How do we keep the taste going? Tulsidas also provides that answer. Within the heart of the devotee, a pool of transcendental nectar is created from the love that is harbored for Rama’s name. By regularly chanting the names of God, which are fully representative of His complete feature as the Personality of Godhead, the mind turns into a fish that swims in a pool of nectar. From devotional service we get the highest taste, and from chanting the holy names, the quintessential act of bhakti, the nectar remains fully stocked, allowing the mind to remain in one habitat without having to move.
The holy name is so wonderful because it can be recited anywhere. Any person, irrespective of their level of intelligence, can keep the mind fully enthralled by chanting. Through this formula Tulsidas reveals both his own doctrine, or life’s motto, and the ancient secret to happiness well established in the Vedas. Indeed, Shri Hanuman, Rama’s faithful servant, started practicing this formula many thousands of years ago. Hanuman always chants the glories of Lord Rama, His wife Sita Devi and His younger brother Lakshmana and never feels unhappiness.
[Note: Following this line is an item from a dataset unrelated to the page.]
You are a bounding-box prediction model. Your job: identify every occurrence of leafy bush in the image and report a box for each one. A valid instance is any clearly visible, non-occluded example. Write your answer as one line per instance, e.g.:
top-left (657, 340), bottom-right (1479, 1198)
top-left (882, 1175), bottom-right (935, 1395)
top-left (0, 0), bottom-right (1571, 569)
Bhakti is not a modern concoction or a sentimentalist movement created by a few poets and saints in India. Under logical analysis, the Vedas and bhakti are equivalent terms, as devotion to God is the constitutional position of the soul, its dharma. Unlike religious sentiment and dry philosophy, dharma cannot be changed. Whether or not one knows their true dharma is a different story, but the foremost characteristic of the spiritual sparks emanating from the storehouse of spiritual energy, the Supreme Lord, never changes. The saints who take bhakti as their life and soul don’t actually create any doctrines or philosophies; they simply reveal to others what is the highest form of religion, as passed down by God Himself. The descriptions of the ocean of nectar created through bhakti don’t only reference the experiences of Tulsidas and other saints. Rather, the transcendental nectar in the heart can be created by anyone, should they follow the same formula of eliminating kama and loving the Lord’s name.